Le principe des ombres chinoises de figures humaines, en particulier, semble apparu sur un rayogramme de 1925-26. Man Ray a joué avec deux figurines en bois utilisées couramment par les peintres pour étudier les poses, et qu'il appelait Mr and Mrs Woodman. Ces figures sont réapparues en 1947 dans une série d'une cinquantaine de photographies érotiques qui les mettaient en scène dans toutes les positions possibles, dont certaines fort scabreuses. Bien plus tard encore, en 1975, un trio de ces mannequins montait à l'assaut d'un porte-bouteilles dans une composition intitulée... Domaine de Sade.

L'intérêt particulier de ce rayogramme-ci est qu'il est intégré dans le projet d'un carton de tapisserie dont la photographie a été publiée dans le n° 2 de la revue du XXe siècle, paru en mai-juin 1938. Le carton pour sa part a été retrouvé à Aubusson, preuve s'il en était besoin de l'extraordinaire éclectisme de Man Ray, qui s'est intéressé à toutes les disciplines artistiques en relation avec le dessin, les ombres et la lumière.

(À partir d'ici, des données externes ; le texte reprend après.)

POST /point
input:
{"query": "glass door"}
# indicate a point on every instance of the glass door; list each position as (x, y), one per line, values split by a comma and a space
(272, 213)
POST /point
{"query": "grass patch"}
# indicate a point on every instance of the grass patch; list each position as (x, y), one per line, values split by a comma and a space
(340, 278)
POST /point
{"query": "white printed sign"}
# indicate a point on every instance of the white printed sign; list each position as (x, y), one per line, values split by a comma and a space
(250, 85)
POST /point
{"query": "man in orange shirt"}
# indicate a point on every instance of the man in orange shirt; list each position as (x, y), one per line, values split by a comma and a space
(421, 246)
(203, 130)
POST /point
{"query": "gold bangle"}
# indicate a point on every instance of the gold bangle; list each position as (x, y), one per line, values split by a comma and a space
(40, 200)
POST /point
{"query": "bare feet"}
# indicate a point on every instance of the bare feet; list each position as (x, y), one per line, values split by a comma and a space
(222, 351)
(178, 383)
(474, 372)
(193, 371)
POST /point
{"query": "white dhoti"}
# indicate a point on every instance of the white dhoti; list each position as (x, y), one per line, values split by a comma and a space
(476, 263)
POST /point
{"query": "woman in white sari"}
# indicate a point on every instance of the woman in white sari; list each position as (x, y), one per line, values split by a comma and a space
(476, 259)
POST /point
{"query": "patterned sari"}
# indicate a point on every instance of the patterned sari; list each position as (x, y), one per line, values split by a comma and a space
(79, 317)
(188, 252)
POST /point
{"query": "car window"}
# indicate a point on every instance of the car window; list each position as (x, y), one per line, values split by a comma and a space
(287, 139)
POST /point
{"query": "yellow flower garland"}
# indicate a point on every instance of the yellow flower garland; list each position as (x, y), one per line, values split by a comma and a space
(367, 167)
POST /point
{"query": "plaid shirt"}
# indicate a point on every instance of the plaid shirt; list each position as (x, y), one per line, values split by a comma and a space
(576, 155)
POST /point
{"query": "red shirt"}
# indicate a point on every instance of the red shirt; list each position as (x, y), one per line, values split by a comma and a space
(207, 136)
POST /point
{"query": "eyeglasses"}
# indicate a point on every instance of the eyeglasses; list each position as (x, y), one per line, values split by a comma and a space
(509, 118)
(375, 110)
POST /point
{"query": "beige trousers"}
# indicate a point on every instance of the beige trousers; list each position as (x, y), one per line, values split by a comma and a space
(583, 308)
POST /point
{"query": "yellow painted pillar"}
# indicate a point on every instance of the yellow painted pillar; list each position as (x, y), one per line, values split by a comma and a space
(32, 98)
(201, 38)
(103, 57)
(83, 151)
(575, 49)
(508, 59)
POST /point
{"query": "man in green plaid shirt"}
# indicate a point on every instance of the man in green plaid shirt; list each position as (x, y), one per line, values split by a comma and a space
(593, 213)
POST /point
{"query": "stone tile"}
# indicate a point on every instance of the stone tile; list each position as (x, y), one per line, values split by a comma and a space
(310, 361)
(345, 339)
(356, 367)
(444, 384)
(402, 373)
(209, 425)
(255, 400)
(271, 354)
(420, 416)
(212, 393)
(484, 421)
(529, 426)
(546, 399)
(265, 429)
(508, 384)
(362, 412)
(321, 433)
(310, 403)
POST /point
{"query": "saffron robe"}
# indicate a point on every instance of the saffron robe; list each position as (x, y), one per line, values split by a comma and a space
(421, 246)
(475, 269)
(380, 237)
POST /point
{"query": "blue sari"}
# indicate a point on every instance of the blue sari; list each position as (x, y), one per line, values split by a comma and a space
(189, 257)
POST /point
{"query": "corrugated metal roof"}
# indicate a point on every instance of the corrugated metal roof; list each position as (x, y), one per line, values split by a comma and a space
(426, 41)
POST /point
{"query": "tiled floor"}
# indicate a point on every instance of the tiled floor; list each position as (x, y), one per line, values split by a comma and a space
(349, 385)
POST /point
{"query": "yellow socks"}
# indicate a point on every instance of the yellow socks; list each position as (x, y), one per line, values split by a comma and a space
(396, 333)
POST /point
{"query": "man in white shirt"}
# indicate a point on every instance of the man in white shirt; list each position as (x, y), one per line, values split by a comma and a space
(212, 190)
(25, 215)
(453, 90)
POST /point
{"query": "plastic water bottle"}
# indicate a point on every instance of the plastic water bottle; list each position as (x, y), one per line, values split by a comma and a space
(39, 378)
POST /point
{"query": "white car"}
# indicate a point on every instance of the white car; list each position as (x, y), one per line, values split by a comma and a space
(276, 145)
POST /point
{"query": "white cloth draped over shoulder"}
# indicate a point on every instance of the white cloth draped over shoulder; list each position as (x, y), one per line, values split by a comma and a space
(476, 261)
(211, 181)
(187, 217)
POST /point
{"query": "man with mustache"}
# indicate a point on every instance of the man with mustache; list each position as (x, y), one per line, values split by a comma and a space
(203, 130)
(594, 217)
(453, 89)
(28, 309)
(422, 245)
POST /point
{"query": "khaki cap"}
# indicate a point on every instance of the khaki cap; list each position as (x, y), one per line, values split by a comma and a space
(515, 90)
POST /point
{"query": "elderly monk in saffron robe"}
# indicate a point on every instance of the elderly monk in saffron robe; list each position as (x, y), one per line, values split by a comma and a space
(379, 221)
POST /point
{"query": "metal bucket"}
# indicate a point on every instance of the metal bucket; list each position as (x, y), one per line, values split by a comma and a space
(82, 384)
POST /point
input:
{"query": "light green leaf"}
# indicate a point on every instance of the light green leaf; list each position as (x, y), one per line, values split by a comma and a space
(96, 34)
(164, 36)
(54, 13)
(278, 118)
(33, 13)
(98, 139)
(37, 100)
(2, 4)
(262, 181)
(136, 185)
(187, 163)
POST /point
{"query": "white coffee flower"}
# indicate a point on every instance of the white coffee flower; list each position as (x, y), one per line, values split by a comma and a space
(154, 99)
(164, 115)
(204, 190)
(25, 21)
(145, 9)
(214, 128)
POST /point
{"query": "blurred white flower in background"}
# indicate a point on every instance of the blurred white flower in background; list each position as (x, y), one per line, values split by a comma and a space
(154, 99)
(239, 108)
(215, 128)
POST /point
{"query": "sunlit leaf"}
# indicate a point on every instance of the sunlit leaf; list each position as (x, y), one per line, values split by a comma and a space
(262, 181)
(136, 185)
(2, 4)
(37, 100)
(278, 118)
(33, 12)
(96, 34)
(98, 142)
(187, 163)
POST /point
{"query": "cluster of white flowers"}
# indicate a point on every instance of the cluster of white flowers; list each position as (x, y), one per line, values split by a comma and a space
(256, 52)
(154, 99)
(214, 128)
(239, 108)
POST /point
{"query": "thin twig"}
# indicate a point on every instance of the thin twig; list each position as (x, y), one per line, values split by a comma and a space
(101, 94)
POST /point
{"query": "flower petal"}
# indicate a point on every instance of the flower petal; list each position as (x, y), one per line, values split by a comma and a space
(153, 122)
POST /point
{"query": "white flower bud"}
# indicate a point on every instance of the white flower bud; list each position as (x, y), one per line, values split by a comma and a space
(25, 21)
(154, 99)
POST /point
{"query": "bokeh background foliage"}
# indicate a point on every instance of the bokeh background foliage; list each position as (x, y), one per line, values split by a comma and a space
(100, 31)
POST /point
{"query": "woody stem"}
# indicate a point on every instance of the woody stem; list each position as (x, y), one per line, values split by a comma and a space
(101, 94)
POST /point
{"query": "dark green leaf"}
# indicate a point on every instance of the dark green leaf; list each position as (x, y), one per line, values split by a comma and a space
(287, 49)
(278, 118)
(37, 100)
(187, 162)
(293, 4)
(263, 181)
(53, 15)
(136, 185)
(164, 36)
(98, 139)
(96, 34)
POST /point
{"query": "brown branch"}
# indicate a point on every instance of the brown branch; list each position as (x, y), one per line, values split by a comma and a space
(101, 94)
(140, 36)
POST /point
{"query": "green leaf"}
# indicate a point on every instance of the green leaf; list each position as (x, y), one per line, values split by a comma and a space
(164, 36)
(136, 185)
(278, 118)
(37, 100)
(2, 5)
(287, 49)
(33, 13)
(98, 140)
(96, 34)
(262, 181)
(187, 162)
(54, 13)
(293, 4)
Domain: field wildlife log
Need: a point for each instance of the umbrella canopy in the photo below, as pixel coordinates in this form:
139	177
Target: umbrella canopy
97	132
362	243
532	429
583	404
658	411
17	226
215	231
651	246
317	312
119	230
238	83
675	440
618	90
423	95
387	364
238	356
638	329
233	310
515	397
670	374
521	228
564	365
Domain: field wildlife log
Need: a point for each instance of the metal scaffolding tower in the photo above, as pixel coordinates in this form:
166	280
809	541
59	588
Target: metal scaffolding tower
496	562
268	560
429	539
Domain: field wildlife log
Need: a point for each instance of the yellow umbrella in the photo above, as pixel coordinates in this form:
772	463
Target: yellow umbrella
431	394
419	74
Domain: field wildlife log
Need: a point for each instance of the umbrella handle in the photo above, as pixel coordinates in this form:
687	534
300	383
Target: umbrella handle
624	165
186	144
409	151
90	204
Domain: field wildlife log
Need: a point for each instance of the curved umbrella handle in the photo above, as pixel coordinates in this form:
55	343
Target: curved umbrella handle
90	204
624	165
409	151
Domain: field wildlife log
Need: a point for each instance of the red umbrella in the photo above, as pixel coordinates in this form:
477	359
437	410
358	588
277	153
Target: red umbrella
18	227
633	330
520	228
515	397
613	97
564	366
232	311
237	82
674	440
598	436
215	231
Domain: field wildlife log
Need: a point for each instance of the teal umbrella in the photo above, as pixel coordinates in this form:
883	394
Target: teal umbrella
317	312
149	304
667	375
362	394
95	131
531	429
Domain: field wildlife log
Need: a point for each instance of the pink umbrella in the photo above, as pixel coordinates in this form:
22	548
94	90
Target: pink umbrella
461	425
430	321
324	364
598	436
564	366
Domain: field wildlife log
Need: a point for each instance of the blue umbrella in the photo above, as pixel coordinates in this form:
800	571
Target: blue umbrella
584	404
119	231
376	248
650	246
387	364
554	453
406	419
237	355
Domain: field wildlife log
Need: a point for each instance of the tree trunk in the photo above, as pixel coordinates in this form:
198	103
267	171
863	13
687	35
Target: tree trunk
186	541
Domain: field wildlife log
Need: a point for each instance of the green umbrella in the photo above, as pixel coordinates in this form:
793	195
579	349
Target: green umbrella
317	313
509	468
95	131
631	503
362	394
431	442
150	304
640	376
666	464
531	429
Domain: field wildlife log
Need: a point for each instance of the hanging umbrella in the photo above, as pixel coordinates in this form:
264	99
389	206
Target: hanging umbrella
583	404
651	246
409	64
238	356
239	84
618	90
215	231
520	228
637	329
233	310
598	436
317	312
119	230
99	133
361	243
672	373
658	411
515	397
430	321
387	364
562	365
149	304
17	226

Plus intéressant, le motif des ombres chinoises projetées sur un mur s'impose encore à lui peu de temps après le dessin des Mains libres, dans un dessin de 1938 et une huile en couleur de la même année. Le sens du dessin semble à première vue prolonger celui de 1936 : une ombre masculine court, probablement pour attraper une ombre féminine qui s'enfuit. Le thème sadien du prédateur et de la proie semble être ici redoublé. L'huile paraît de prime abord seulement coloriser le dessin, et pourtant des éléments plus inquiétants y apparaissent, ou y sont en tout cas plus visibles : un mirador surplombe la scène, de même qu'un nuage aux formes curieusement concaves au lieu d'être convexes, ce qui lui donne des pointes particulièrement agressives. On s'aperçoit alors que c'est aussi le cas pour les figures humaines, encore plus noires et épineuses que sur le dessin. Enfin une main tenant une boule ronde, symbole de pouvoir chez Man Ray, s'impose au regard, alors que dans le dessin elle n'était pas très lisible, et s'effaçait au profit d'une boule qui pouvait figurer le soleil. Dans l'huile au contraire, cette main se situe du même côté que le mirador et le nuage, de l'autre côté du mur, comme le signe d'un pouvoir devant lequel s'enfuient peut-être à présent et l'homme et la femme, unis dans la même crainte d'un danger imminent. Un glissement de sens s'est opéré, et l'huile semble tout à fait dans la note des temps menaçants. Même détaché de tout engagement politique, Man Ray ne pouvait pas ne pas être sensible aux nuages qui s'accumulaient en Europe en 1938.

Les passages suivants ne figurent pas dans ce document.